Furthermore, lncRNA MSTRG.236403.5 has a predicted role in regulating NMB, which is a highly conserved bombesin-related peptide found in mammals. Studies have shown that NMB plays critical roles in physiological/pathological processes in mammals [58,59,60]. Additionally, NMB was expressed in anterior pituitary cells [61]. Boughton and Patel et al. (2013) found that intracerebroventricular administration of NMB to adult male rats significantly increased LH levels. These results were interpreted as evidence of the regulatory role of NMB in pituitary function. Furthermore, in our study, we found lncRNA MSTRG.9440.3 target GPR61, SORT1, SYPL2 and PSMA5 in sheep pituitary gland. Previous studies suggested that GPR61 has a different expression in the pre- and post-ovulation of bovine anterior pituitary [62]. Although the ligand(s) and functions of GPR61 are not clear, it is known to associate with the Gs protein and stimulate extracellular regulated protein kinases (ERK) signaling in neurons [63,64]. It was also reported to regulate cAMP in hamster ovary cells [65]. ERK and cAMP pathways play an important role in GnRH-induced LH secretion in gonadotrophs [66,67,68]. These findings implied that GPR61 might affect ovine pituitary function. Another DE lncRNA MSTRG.225589.1 was predicted to target ACHE, which is a serine protease that catalyzes the hydrolysis of Acetylcholin (ACh) [69]. The findings showed that ACHE might have indirect or direct stimulatory effect on GnRH/LH secretion [70]. Therefore, ACHE may be important for pituitary function. Our study indicates the potential importance of lncRNA MSTRG.225589.1 in regulating pituitary function.

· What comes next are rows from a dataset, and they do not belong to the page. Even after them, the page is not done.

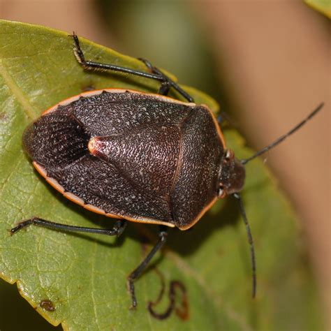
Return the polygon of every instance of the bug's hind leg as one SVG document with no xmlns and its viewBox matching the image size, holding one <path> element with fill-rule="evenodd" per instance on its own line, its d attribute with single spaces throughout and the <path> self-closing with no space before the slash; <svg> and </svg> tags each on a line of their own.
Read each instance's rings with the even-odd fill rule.
<svg viewBox="0 0 331 331">
<path fill-rule="evenodd" d="M 110 229 L 103 229 L 96 228 L 85 228 L 84 226 L 75 226 L 66 224 L 61 224 L 60 223 L 51 222 L 45 219 L 39 219 L 38 217 L 32 217 L 30 219 L 23 221 L 18 223 L 17 226 L 10 230 L 10 234 L 13 235 L 20 230 L 26 228 L 30 225 L 42 226 L 54 230 L 61 230 L 62 231 L 68 232 L 85 232 L 89 233 L 98 233 L 100 235 L 117 235 L 119 237 L 123 233 L 126 227 L 126 221 L 124 219 L 120 219 L 116 221 L 114 226 Z"/>
<path fill-rule="evenodd" d="M 155 246 L 152 249 L 152 251 L 145 258 L 142 262 L 128 275 L 128 288 L 131 295 L 132 306 L 131 308 L 137 307 L 137 299 L 135 293 L 135 281 L 140 276 L 148 265 L 148 263 L 152 260 L 155 253 L 162 248 L 167 240 L 168 228 L 165 226 L 160 226 L 160 233 L 159 234 L 159 240 L 155 244 Z"/>
<path fill-rule="evenodd" d="M 157 80 L 161 82 L 161 87 L 160 88 L 161 93 L 166 95 L 169 91 L 169 89 L 172 87 L 178 93 L 179 93 L 184 98 L 185 98 L 189 102 L 193 102 L 193 98 L 186 92 L 182 87 L 178 85 L 176 82 L 169 78 L 168 76 L 162 73 L 157 68 L 154 67 L 146 60 L 142 61 L 145 65 L 149 68 L 152 73 L 146 73 L 145 71 L 140 71 L 139 70 L 131 69 L 130 68 L 126 68 L 119 66 L 115 66 L 114 64 L 103 64 L 101 62 L 95 62 L 94 61 L 86 60 L 84 55 L 84 52 L 80 45 L 80 41 L 78 37 L 73 34 L 71 36 L 73 39 L 74 47 L 73 53 L 78 63 L 86 70 L 96 70 L 96 71 L 118 71 L 121 73 L 129 73 L 131 75 L 135 75 L 137 76 L 144 77 L 145 78 L 149 78 L 152 80 Z M 169 85 L 169 86 L 168 86 Z"/>
</svg>

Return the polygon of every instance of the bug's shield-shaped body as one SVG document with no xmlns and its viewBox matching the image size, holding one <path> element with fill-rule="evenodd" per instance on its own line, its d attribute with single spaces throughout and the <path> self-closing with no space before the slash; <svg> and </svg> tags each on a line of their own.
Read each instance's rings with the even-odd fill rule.
<svg viewBox="0 0 331 331">
<path fill-rule="evenodd" d="M 37 170 L 75 203 L 182 230 L 216 200 L 224 152 L 207 107 L 118 89 L 52 108 L 27 128 L 24 145 Z"/>
</svg>

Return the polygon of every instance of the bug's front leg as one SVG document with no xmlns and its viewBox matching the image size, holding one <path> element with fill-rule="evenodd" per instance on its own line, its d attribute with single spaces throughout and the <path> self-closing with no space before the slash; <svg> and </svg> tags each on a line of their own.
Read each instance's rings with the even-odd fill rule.
<svg viewBox="0 0 331 331">
<path fill-rule="evenodd" d="M 39 217 L 32 217 L 31 219 L 23 221 L 17 224 L 17 226 L 10 230 L 10 234 L 13 235 L 20 230 L 27 226 L 34 225 L 48 228 L 54 230 L 60 230 L 68 232 L 85 232 L 89 233 L 98 233 L 99 235 L 117 235 L 119 237 L 123 233 L 126 227 L 126 221 L 124 219 L 119 219 L 115 222 L 114 226 L 110 229 L 103 229 L 96 228 L 85 228 L 84 226 L 69 226 L 61 224 L 60 223 L 51 222 Z"/>
<path fill-rule="evenodd" d="M 137 307 L 137 299 L 135 293 L 135 281 L 140 276 L 148 265 L 155 253 L 161 249 L 167 240 L 168 228 L 166 226 L 160 226 L 160 233 L 159 234 L 159 240 L 152 251 L 145 258 L 143 261 L 128 275 L 128 288 L 131 295 L 132 306 L 134 309 Z"/>
</svg>

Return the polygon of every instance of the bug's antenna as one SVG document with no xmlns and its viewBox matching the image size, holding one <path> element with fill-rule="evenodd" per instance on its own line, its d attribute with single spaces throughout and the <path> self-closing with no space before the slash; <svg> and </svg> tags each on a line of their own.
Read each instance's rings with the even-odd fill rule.
<svg viewBox="0 0 331 331">
<path fill-rule="evenodd" d="M 253 154 L 251 156 L 249 157 L 248 159 L 244 159 L 242 160 L 240 160 L 241 163 L 246 164 L 247 162 L 249 162 L 250 161 L 253 160 L 256 157 L 259 156 L 260 155 L 263 154 L 263 153 L 265 153 L 266 152 L 269 151 L 272 148 L 274 148 L 277 145 L 280 144 L 283 140 L 285 140 L 285 139 L 286 139 L 292 133 L 294 133 L 296 131 L 299 130 L 299 128 L 300 128 L 301 126 L 305 124 L 311 117 L 315 116 L 322 109 L 323 105 L 324 105 L 324 103 L 321 103 L 303 121 L 300 122 L 294 128 L 290 130 L 287 133 L 285 133 L 284 135 L 281 135 L 278 139 L 274 140 L 270 145 L 268 145 L 267 146 L 263 148 L 262 149 L 260 149 L 258 152 L 257 152 L 256 153 L 255 153 L 254 154 Z"/>
<path fill-rule="evenodd" d="M 254 250 L 254 243 L 253 242 L 253 236 L 251 235 L 251 227 L 249 226 L 247 216 L 246 216 L 246 212 L 244 208 L 244 203 L 242 203 L 242 199 L 240 195 L 237 193 L 233 193 L 233 196 L 238 200 L 239 206 L 240 208 L 240 213 L 242 214 L 244 223 L 246 226 L 246 231 L 247 232 L 247 238 L 251 249 L 251 272 L 252 272 L 252 280 L 253 280 L 253 287 L 251 290 L 251 296 L 255 297 L 256 294 L 256 263 L 255 260 L 255 250 Z"/>
</svg>

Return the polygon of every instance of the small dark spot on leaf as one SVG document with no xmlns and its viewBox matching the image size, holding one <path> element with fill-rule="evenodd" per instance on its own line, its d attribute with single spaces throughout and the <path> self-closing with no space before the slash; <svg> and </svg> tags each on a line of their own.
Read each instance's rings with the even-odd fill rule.
<svg viewBox="0 0 331 331">
<path fill-rule="evenodd" d="M 54 306 L 53 302 L 47 299 L 41 300 L 41 303 L 39 304 L 39 306 L 41 306 L 41 308 L 43 308 L 45 310 L 47 310 L 47 311 L 55 311 L 55 307 Z"/>
<path fill-rule="evenodd" d="M 154 269 L 156 274 L 160 277 L 161 281 L 161 288 L 156 301 L 148 302 L 148 310 L 149 314 L 158 320 L 168 318 L 171 313 L 175 310 L 176 315 L 182 320 L 186 321 L 189 318 L 189 301 L 187 298 L 186 289 L 185 286 L 179 281 L 171 281 L 169 288 L 169 305 L 163 313 L 157 313 L 154 310 L 156 306 L 162 300 L 165 293 L 166 284 L 163 275 L 156 268 Z M 180 294 L 178 295 L 178 290 Z"/>
<path fill-rule="evenodd" d="M 0 112 L 0 122 L 4 122 L 7 119 L 8 116 L 5 112 Z"/>
<path fill-rule="evenodd" d="M 80 90 L 82 91 L 82 92 L 88 92 L 89 91 L 94 91 L 94 89 L 96 89 L 91 84 L 87 86 L 82 86 L 80 88 Z"/>
</svg>

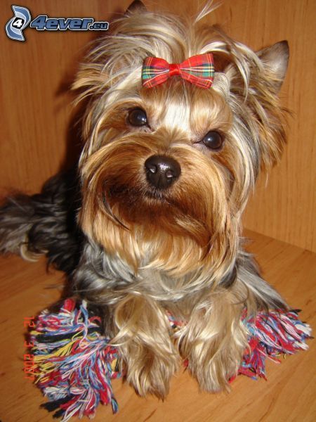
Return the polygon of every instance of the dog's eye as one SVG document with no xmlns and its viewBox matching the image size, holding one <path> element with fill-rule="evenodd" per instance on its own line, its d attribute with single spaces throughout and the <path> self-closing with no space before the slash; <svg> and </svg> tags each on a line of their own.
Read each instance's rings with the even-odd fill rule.
<svg viewBox="0 0 316 422">
<path fill-rule="evenodd" d="M 146 113 L 141 108 L 133 108 L 129 113 L 129 122 L 132 126 L 145 126 L 147 124 Z"/>
<path fill-rule="evenodd" d="M 222 135 L 215 130 L 211 130 L 203 138 L 204 144 L 213 150 L 219 150 L 224 141 Z"/>
</svg>

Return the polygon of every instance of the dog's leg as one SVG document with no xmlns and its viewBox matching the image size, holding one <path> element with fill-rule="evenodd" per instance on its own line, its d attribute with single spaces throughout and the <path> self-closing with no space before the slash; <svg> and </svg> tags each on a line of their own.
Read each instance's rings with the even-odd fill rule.
<svg viewBox="0 0 316 422">
<path fill-rule="evenodd" d="M 218 287 L 197 301 L 179 339 L 183 358 L 201 388 L 218 391 L 229 388 L 248 346 L 248 333 L 242 321 L 243 310 L 255 316 L 258 311 L 287 309 L 279 293 L 259 275 L 251 255 L 241 251 L 236 278 L 228 288 Z"/>
<path fill-rule="evenodd" d="M 241 321 L 243 306 L 228 290 L 217 291 L 196 304 L 179 339 L 182 357 L 202 390 L 228 389 L 247 345 Z"/>
<path fill-rule="evenodd" d="M 179 360 L 164 310 L 150 298 L 128 295 L 117 305 L 114 321 L 113 343 L 121 354 L 127 381 L 141 396 L 164 399 Z"/>
</svg>

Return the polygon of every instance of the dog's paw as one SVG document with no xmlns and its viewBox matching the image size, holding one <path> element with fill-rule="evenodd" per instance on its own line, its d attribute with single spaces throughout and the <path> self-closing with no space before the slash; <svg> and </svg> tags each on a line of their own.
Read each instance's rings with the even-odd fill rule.
<svg viewBox="0 0 316 422">
<path fill-rule="evenodd" d="M 147 349 L 143 356 L 129 357 L 126 362 L 126 381 L 139 395 L 153 395 L 164 399 L 169 390 L 170 380 L 178 368 L 175 357 L 158 356 Z"/>
</svg>

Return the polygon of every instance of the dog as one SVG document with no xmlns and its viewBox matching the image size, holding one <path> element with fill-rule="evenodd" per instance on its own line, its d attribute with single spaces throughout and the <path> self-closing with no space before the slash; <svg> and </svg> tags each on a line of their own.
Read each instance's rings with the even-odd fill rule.
<svg viewBox="0 0 316 422">
<path fill-rule="evenodd" d="M 280 159 L 283 41 L 254 52 L 206 6 L 188 22 L 138 1 L 81 65 L 78 168 L 0 210 L 0 251 L 45 254 L 98 307 L 137 392 L 164 398 L 181 359 L 201 389 L 229 388 L 244 309 L 287 309 L 244 249 L 241 219 Z M 166 312 L 185 324 L 171 331 Z"/>
</svg>

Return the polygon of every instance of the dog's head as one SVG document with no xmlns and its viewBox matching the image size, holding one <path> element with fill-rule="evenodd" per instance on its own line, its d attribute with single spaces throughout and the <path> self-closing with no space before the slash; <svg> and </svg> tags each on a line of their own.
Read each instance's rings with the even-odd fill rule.
<svg viewBox="0 0 316 422">
<path fill-rule="evenodd" d="M 112 24 L 74 84 L 79 99 L 90 97 L 79 222 L 135 269 L 223 273 L 236 256 L 258 172 L 279 159 L 284 143 L 277 93 L 287 43 L 254 53 L 217 27 L 137 3 Z M 146 57 L 177 63 L 209 52 L 211 88 L 176 76 L 142 86 Z"/>
</svg>

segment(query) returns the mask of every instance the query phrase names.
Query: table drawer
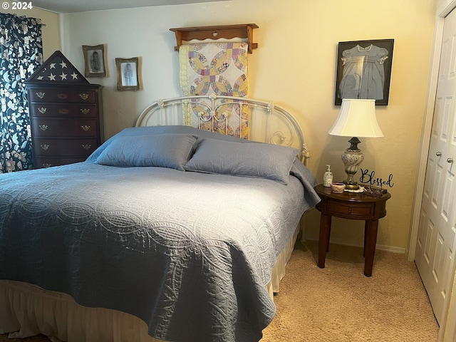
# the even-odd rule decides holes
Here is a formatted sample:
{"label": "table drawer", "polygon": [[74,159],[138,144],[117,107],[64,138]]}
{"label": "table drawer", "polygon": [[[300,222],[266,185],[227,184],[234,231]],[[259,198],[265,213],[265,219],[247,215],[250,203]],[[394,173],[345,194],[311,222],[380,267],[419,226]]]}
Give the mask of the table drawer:
{"label": "table drawer", "polygon": [[346,215],[360,217],[370,217],[373,216],[374,206],[357,204],[345,204],[333,201],[328,202],[328,211],[334,215]]}
{"label": "table drawer", "polygon": [[98,110],[96,105],[93,104],[33,103],[31,105],[31,113],[33,118],[96,118]]}
{"label": "table drawer", "polygon": [[33,132],[36,138],[86,138],[97,136],[97,120],[35,118]]}
{"label": "table drawer", "polygon": [[66,89],[33,89],[30,92],[30,97],[31,102],[95,103],[95,92]]}
{"label": "table drawer", "polygon": [[33,152],[39,157],[88,157],[98,147],[97,139],[34,138]]}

At last, we constructed DE lncRNA-target gene-DEG regulated networks. The majority of the DEGs are enriched in localization and locomotion terms and a small number of genes are enriched in reproduction terms. This may due to many factors affecting the fecundity, such as heredity [53], environment [71,72], nutrition [73,74], physiology [75] and management [76]. The key function of the pituitary gland is to influence fecundity as a connecting link in the HPOA through hormones and other regulatory factors. Taken together, the DE lncRNAs identified in this study might cooperate with their target genes and DEGs to regulate pituitary functions.

5. Conclusions

In conclusion, this pituitary transcriptomic study reveals the differential regulation of lncRNAs and mRNAs related to prolificacy in different FecB genotyping sheep. We screened a set of lncRNAs and genes relating to pituitary function and reproduction. The lncRNAs identified in this study shared many properties with other mammalian lncRNAs. According to the GO and KEGG databases, the target genes of DE lncRNAs and DEGs were annotated with multiple biological processes associated with the pituitary. The lncRNA-gene transcriptional regulatory network generated in this study provides a valuable resource of candidate lncRNAs, which could be utilized in the exploration of functional lncRNAs in the pituitary. Furthermore, these differential mRNAs and lncRNAs expression profiles provide a valuable resource for the molecular mechanisms underlying the sheep prolificacy.